Why can characteristic polynomial be calculated using $\det(A - \lambda I )$ or $\det(\lambda I - A)$ Wouldn't the two formulations give you completely different eigenvalues?
Seems dangerous and callous to me.
 A: Remember that for any $n\times n$ matrix $X$ and any $r\in K$, with $K=\mathbb{R}$, $\mathbb{C}$,or any commutative ring, as @MarcvanLeeuwen points out. Then we have that:
$$
\det (rX) = r^n \det(X).
$$
In particular, if $r=-1$, you get 
$$
\det(-X)=(-1)^n\det(X).
$$
So the roots of both of them are the same and their respective characteristic polynomials will only differ by a sign.
A: For an $n\times n$ matrix $A$, those two determinants will be the same, except for a change of sign if $n$ is odd.  Since you are finding the eigenvalues by setting the determinant equal to zero, the change of sign does not matter.

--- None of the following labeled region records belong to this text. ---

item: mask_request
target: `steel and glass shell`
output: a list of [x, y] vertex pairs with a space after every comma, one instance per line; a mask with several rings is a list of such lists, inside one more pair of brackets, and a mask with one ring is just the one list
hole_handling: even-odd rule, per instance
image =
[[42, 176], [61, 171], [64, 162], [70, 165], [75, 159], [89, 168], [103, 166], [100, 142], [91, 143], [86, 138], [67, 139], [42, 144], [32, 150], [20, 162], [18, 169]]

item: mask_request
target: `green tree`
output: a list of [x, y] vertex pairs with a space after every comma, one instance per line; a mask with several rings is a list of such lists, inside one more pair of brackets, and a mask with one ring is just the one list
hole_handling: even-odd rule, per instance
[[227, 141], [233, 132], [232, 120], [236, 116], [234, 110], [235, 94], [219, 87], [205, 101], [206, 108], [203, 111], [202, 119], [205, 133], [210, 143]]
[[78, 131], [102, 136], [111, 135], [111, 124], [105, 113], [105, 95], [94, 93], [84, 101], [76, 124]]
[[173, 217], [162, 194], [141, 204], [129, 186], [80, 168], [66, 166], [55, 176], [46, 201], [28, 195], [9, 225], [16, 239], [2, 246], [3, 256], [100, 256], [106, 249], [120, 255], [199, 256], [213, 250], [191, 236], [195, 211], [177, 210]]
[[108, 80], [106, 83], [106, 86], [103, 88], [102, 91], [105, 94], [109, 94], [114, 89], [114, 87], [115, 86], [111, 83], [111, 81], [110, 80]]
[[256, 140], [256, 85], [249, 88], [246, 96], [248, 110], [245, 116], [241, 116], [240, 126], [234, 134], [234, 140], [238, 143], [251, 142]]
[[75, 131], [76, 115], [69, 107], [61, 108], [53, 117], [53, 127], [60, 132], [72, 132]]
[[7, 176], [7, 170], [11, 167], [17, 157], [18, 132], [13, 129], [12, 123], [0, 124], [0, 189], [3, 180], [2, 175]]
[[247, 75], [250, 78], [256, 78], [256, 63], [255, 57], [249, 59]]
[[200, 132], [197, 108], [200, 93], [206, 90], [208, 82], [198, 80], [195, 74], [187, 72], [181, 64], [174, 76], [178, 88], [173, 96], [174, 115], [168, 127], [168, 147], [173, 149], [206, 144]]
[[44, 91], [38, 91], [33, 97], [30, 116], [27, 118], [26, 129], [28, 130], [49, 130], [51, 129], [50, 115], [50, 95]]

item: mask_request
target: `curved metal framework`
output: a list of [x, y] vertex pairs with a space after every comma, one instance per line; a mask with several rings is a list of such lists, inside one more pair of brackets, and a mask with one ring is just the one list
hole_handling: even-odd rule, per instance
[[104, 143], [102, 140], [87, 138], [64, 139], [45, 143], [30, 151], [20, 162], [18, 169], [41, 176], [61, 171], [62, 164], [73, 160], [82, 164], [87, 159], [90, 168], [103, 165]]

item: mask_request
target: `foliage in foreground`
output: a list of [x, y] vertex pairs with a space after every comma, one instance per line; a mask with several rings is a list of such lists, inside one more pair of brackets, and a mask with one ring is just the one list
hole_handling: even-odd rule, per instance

A: No the two determinants differ by a sign $(-1)^n$ where $n$ is the size of the matrix, and (for odd $n$) only one of them is the characteristic polynomial. Which one depends on the book you are using, but I think there is preference to defining it to be always monic, in other words taking $\det(\lambda I-A)$ as the definition of the characteristic polynomial.

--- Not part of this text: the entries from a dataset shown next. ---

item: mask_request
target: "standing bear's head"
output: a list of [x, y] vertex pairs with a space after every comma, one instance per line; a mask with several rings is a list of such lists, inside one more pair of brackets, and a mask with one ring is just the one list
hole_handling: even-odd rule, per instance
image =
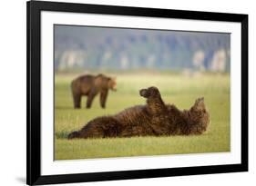
[[158, 98], [161, 96], [159, 89], [155, 86], [150, 86], [148, 89], [141, 89], [139, 94], [145, 98]]
[[112, 91], [117, 91], [117, 78], [116, 77], [108, 77], [108, 87]]

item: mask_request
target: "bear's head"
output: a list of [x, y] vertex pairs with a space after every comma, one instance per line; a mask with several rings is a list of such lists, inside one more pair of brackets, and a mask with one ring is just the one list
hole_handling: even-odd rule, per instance
[[112, 91], [117, 91], [117, 78], [116, 77], [108, 77], [108, 88]]
[[210, 114], [206, 110], [204, 98], [198, 98], [190, 108], [190, 122], [193, 123], [192, 133], [202, 133], [210, 125]]
[[160, 97], [159, 89], [155, 86], [148, 87], [148, 89], [141, 89], [139, 94], [145, 98], [156, 98]]

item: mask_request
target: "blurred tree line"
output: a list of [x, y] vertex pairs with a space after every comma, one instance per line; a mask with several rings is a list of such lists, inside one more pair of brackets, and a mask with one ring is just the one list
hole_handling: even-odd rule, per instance
[[230, 72], [230, 34], [55, 25], [55, 70]]

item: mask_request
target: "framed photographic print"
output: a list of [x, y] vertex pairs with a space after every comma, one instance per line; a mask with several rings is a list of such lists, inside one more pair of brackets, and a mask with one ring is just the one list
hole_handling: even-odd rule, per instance
[[27, 184], [248, 171], [248, 15], [27, 2]]

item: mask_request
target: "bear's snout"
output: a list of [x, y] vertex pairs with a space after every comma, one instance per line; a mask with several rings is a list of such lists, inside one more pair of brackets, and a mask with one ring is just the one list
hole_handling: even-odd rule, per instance
[[148, 92], [147, 89], [141, 89], [139, 91], [139, 95], [142, 96], [142, 97], [148, 97]]

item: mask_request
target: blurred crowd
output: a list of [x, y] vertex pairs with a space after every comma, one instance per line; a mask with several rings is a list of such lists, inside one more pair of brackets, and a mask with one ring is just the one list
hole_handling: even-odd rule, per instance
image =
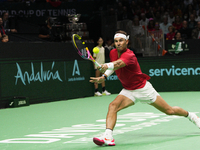
[[[118, 21], [131, 20], [132, 26], [149, 32], [162, 32], [165, 40], [200, 39], [200, 0], [0, 0], [7, 2], [73, 2], [96, 1], [117, 15]], [[99, 10], [103, 10], [99, 6]], [[8, 14], [0, 18], [0, 38], [9, 27]], [[2, 21], [1, 21], [2, 20]], [[136, 31], [139, 32], [141, 28]], [[142, 31], [141, 31], [142, 32]], [[7, 38], [7, 36], [6, 36]]]
[[166, 40], [200, 39], [200, 0], [118, 0], [108, 8], [118, 21], [138, 19], [149, 32], [162, 31]]

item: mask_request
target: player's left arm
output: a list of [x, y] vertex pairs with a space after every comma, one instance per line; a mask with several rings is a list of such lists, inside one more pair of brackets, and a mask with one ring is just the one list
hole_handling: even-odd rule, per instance
[[115, 70], [122, 68], [122, 67], [125, 67], [125, 66], [126, 66], [126, 64], [121, 59], [118, 59], [116, 61], [113, 61], [113, 62], [110, 62], [110, 63], [105, 63], [105, 64], [101, 65], [102, 72], [105, 72], [107, 69], [115, 71]]

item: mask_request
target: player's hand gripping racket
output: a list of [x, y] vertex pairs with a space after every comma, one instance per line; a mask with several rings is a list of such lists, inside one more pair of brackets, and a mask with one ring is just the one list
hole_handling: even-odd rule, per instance
[[72, 35], [72, 43], [74, 45], [74, 48], [76, 49], [77, 53], [83, 58], [87, 60], [91, 60], [95, 63], [97, 67], [99, 67], [99, 70], [101, 70], [101, 65], [95, 61], [95, 59], [90, 54], [90, 51], [88, 47], [85, 46], [85, 42], [81, 40], [81, 37], [78, 34]]

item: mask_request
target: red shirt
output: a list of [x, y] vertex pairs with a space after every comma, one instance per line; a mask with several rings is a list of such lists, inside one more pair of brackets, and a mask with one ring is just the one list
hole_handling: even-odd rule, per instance
[[110, 51], [110, 60], [116, 61], [118, 59], [122, 60], [126, 64], [125, 67], [115, 70], [115, 73], [121, 81], [122, 86], [127, 90], [143, 88], [146, 84], [146, 81], [149, 80], [150, 77], [142, 73], [140, 65], [133, 51], [127, 49], [121, 54], [120, 58], [118, 58], [117, 49]]

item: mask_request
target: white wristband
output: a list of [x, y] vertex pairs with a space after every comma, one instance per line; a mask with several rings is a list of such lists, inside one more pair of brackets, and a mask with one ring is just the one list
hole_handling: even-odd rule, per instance
[[108, 66], [108, 70], [113, 70], [114, 69], [114, 64], [112, 62], [106, 63], [106, 65]]
[[114, 71], [113, 70], [106, 70], [106, 72], [104, 72], [104, 74], [109, 77]]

This does not prevent either one or the other to be used to have a polynomial whose roots are precisely the eigenvalues;  alternatively one could choose to use neither and find eigenvalues as roots of the minimal polynomial of$~A$. In fact there is no absolute link between the notions of eigenvalues and the characteristic polynomial: both are defined independently. So the chosen definition for characteristic polynomial does not affect the set of eigenvalues.
If all one does with the characteristic polynomial is to find the eigenvalues as its roots, then either definition will work equally well. 
However, there are more advanced applications, for which the characteristic polynomial always being monic is really more convenient (as always, one can make do with inconvenient conventions, like saying "when the minimal polynomial and characteristic polynomial agree up to sign"; only such work-arounds distract attention from what is essential).